誕生寺は、天正六年(1578年)に、岡山城主宇喜多直家の軍勢に襲撃され、御影堂が焼け落ちた。
そのような法難が二度と起こらないように、延享二年(1745年)に誕生寺守護仏として守護大仏が開眼供養された。
作者は梵鐘職人の名人、大谷相模掾藤原正次である。
この守護大仏は、江戸期の鋳金仏中の最優秀作として、戦争中も保存を命じられ、戦時供出を免れた。
確かに275年前に鋳られた仏像にしては、古さを全く感じさせない。
守護大仏の隣には、誕生寺で最も古い建物の観音堂がある。
観音堂は、寛永八年(1631年)に津山藩初代藩主森忠政により建立された。中国三十三観音霊場の一つに数えられている。
前回の記事で書いたように、第十五世通誉上人は、元禄十二年(1699年)に江戸に赴いた際、八百屋お七の供養をお七の遺族に頼まれ、遺品を作州に持ち帰り、この観音堂にお祀りする観世音菩薩立像の前で供養した。
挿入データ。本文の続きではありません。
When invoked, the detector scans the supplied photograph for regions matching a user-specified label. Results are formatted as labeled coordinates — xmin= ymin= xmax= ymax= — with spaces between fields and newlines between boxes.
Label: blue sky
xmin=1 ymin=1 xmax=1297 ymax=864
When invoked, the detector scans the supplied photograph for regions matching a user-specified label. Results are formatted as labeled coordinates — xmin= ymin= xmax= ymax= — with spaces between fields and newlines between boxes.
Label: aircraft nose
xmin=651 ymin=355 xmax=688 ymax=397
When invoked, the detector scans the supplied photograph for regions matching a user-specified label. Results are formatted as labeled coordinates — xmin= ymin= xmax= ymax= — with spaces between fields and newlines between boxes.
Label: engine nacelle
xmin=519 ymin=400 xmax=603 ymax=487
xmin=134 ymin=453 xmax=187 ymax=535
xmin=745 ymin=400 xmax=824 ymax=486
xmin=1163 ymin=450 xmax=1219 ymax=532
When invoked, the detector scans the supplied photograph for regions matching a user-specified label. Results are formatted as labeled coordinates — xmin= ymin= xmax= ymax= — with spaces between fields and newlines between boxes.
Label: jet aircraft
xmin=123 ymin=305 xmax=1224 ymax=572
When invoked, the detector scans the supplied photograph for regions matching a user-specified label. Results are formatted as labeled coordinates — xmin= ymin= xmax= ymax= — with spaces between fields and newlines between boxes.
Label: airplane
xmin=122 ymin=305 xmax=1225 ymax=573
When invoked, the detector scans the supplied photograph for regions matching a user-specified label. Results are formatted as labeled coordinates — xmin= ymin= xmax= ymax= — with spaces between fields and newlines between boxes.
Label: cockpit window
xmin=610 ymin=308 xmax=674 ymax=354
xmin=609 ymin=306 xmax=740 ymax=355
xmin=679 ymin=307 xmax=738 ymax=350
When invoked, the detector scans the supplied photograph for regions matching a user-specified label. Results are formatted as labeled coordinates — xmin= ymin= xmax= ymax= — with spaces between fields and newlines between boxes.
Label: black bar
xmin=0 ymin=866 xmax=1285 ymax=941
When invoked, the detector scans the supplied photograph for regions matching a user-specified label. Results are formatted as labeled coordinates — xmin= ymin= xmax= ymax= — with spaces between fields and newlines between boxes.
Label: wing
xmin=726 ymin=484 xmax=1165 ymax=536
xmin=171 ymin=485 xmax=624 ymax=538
それ以来、この観音菩薩像は、「お七観音」と呼ばれて崇敬されるようになった。
お七観音は、衆生の心を見透かすような目をこちらに向けておられる。
観音堂の近くには、岡山県指定文化財となっている石造五輪塔がある。かなり古びたものだが、一番下の方形の地輪の部分だけが新しく見える。
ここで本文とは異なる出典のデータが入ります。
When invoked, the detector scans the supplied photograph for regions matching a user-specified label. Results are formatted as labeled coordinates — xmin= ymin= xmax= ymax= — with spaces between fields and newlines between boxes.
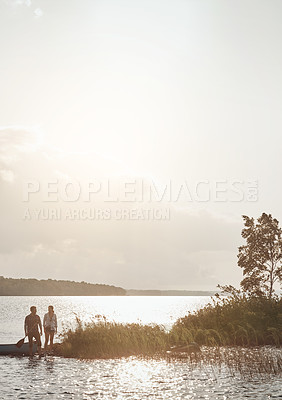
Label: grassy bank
xmin=170 ymin=293 xmax=282 ymax=346
xmin=60 ymin=317 xmax=168 ymax=358
xmin=59 ymin=295 xmax=282 ymax=359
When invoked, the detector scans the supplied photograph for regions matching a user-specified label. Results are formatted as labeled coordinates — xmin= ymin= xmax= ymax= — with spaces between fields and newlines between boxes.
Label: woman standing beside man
xmin=43 ymin=305 xmax=57 ymax=353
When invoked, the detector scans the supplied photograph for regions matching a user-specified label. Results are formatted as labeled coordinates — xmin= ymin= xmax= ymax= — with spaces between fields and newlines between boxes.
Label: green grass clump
xmin=60 ymin=317 xmax=168 ymax=359
xmin=170 ymin=293 xmax=282 ymax=346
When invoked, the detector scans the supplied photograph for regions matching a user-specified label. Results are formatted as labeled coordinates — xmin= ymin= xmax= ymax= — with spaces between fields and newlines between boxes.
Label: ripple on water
xmin=0 ymin=355 xmax=281 ymax=399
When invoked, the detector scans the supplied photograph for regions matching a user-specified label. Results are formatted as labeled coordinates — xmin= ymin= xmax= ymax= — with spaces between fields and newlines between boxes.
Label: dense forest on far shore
xmin=0 ymin=277 xmax=126 ymax=296
xmin=0 ymin=277 xmax=215 ymax=296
石造五輪塔の横に生えている木は、両幡の椋と呼ばれる。
勢至丸が誕生した時、西から白幡二流れが飛び来たって、この椋の梢にかかり、その七日後に飛び去って行ったという。
この両幡の椋は、三代目であるという。
両幡の椋のある場所から、奥の勢至堂に行くまでには、国登録有形文化財の無垢橋を渡る。
この無垢橋は、大正9年に建造された石造桁橋である。古くなった石造物は、しみじみと味があっていいものだ。
無垢橋を渡ると、法然上人の父母を祀る霊廟である勢至堂がある。
この勢至堂は、安永八年(1779年)に再建されたものである。
法然上人が仏道に入ることになった原因は、父漆間時国が、明石定明に討たれた時、息子の勢至丸に、仇討に生きるのではなく仏道に生きることを諭したためと伝えられている。
仏教は、現象世界のことは全て縁起の法則で生起していると説く。原因と結果があって、それが限りなく続くのが現象世界である。
漆間時国と明石定明の土地を巡る争いが無ければ、現象世界に浄土宗は生れてこなかった。南無阿弥陀仏の名号がここまで日本に広まることもなかった。ここに参拝する私もいなかったことになる。時国が定明に闇討ちで殺されたことが縁となって、様々な現象が生まれて来たことになる。
勢至堂の側には、石造宝篋印塔がある。
また、数多くの石造五輪塔がある。
また、勢至堂の近くには、勢至丸の産湯に使われたとされる産湯の井戸がある。
宇喜多直家勢による誕生寺襲撃の直前に、深誉上人はこの井戸に法然上人の御影像を沈めて隠したわけだ。
境内には巨大な石造五輪塔がある。森忠政公の長男森大善亮重政と忠政公の養母大野木殿の墓である。
森重政は、元和四年(1618年)に26歳で死去した。大野木殿は、柴田勝家の娘で、森忠政が7歳の時に忠政の養母になったという。
織田家の家臣の妻となったが、夫が戦死したので、尾張で詫び住まいをしていたところ、津山藩主となった忠政が津山に呼び寄せたという。
大野木殿は寛永四年(1627年)に死去した。先ほど紹介した観音堂は、森重政と大野木殿の供養のために建立されたもので、二人の位牌がお七観音の前に祀ってある。
誕生寺奥の院の六角堂浄土院は、貞観四年(862年)に慈覚大師が創建したもので、漆間氏の菩提寺だったそうだ。
元々比叡山と漆間氏の縁は深かったようだ。
この浄土院には、法然上人自筆の両親の霊牌と阿弥陀如来立像が祀られている。
誕生寺をお参りすると、法然上人がいかに両親を大事に思っていたかが実感できる。
仏教では恩愛の情は仏道成就の妨げになるとされることがあるが、仏道に深く入った高僧も、親を思う情を無くすことは出来ないようだ。